W04.1 Design Space Exploration Frameworks
W04.1.1 Workshop Introduction, Overview, and Welcome
W04.1.2 Exploiting analytical modeling for efficient deployment of emerging AI workloads on diverse accelerator hardware
As AI models continue to evolve, efficiently mapping them onto accelerator hardware becomes increasingly important and increasingly complex. This talk gives an accessible introduction to the fundamentals of AI accelerator mapping and hardware modeling, showing how performance, energy, and memory efficiency depend on the interaction between workload structure, hardware architecture, and execution strategy. We will outline analytical methods that make these trade-offs visible and support systematic design space exploration. We use these foundations to look at two timely directions: emerging sequence workloads such as state space models, and novel accelerator platforms such as AMD's AIE NPU platform. Together, these examples illustrate how mapping and modeling techniques can help bridge established accelerator principles with the requirements of new workloads and new hardware targets, while also connecting naturally to practical deployment flows through an MLIR-based compiler interface.
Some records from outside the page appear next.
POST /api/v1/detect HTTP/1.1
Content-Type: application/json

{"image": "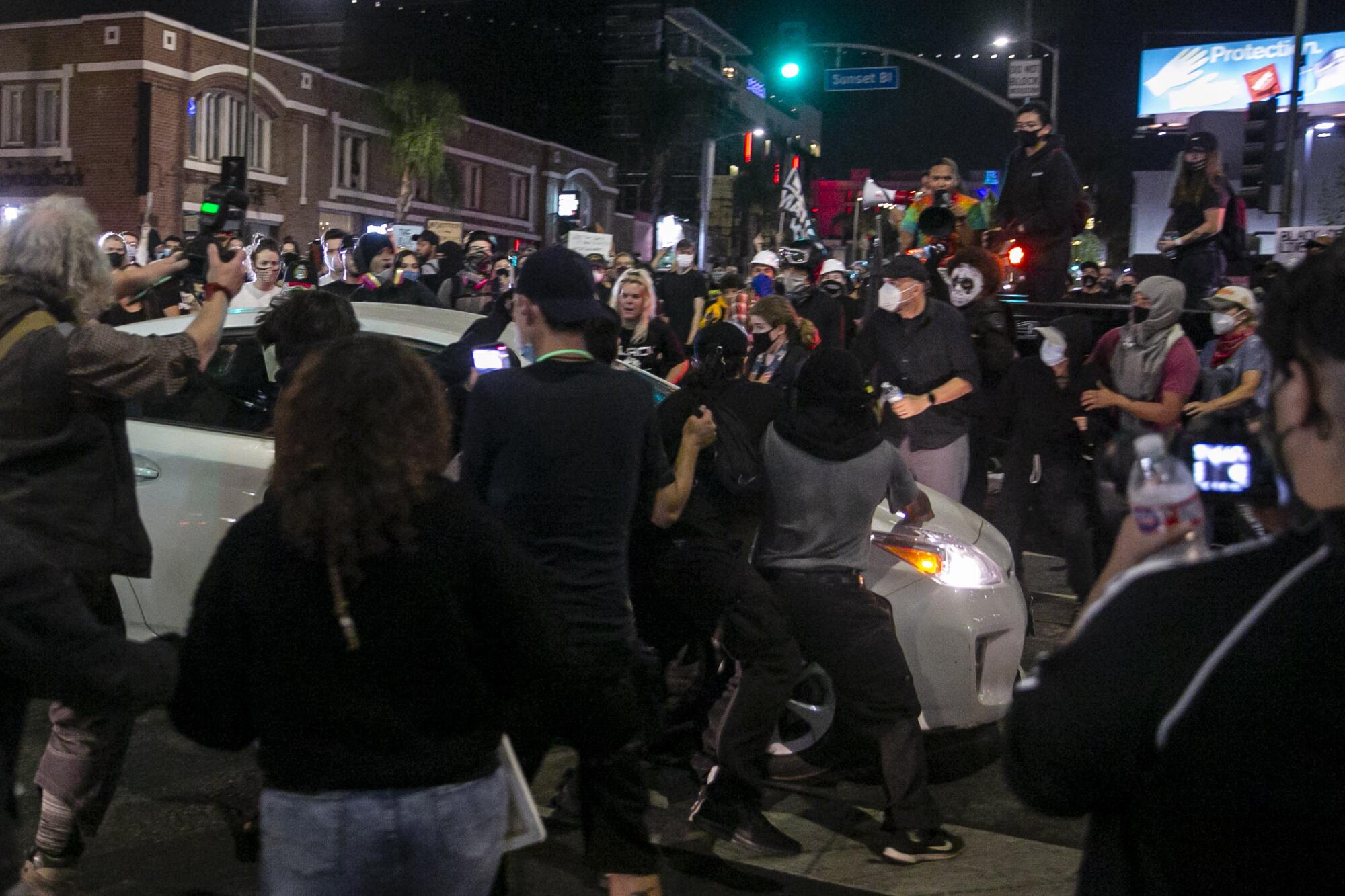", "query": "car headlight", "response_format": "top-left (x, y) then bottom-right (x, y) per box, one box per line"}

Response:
top-left (870, 525), bottom-right (1005, 588)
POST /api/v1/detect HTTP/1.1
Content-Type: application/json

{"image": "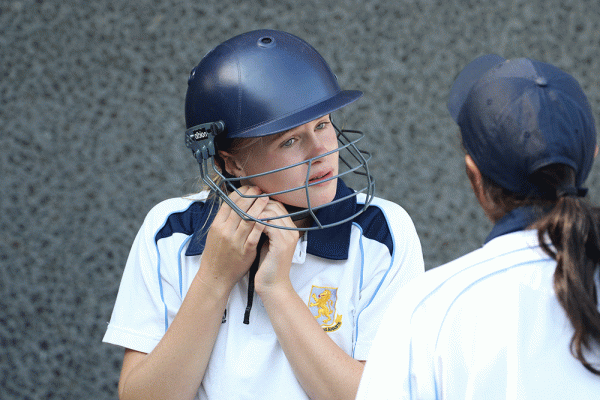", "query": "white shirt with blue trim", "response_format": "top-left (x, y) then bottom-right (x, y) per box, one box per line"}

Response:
top-left (103, 182), bottom-right (424, 399)
top-left (357, 230), bottom-right (600, 400)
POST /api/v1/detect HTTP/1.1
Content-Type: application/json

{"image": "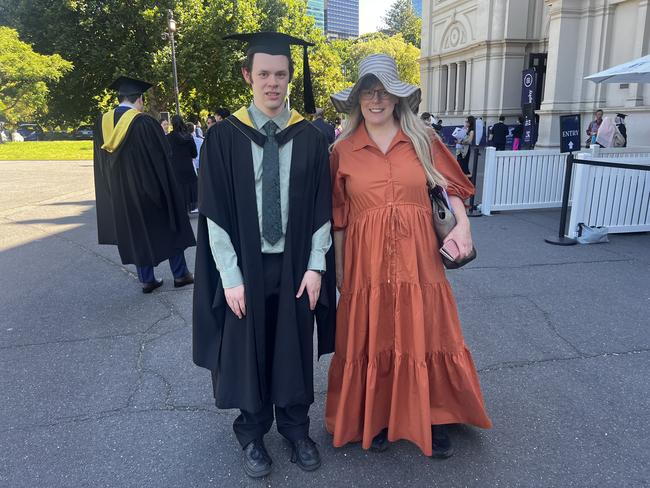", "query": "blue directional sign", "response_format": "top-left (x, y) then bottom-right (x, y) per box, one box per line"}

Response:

W04.1.3 Hypothesizing Autonomous Accelerator Design
Computing is undergoing a fundamental transition, with performance and efficiency gains increasingly driven by specialized accelerators. Yet a longstanding disconnect remains between how these accelerators are designed, how they are modeled and characterized, and how they are programmed. This gap slows hardware innovation, complicates the software stack, and makes accelerators far harder to evolve than the rapidly changing applications they are meant to serve. While increasingly capable coding agents can help alleviate some of these challenges, many key pieces are still missing to truly close this loop. In this talk, I will share lessons from our recent work on (1) workload mapping for emerging accelerator architectures, (2) abstractions that help unify accelerator design and programming, and (3) agentic approaches to compiler construction. I will also discuss how these directions may collectively move us closer to a future of more autonomous accelerator design.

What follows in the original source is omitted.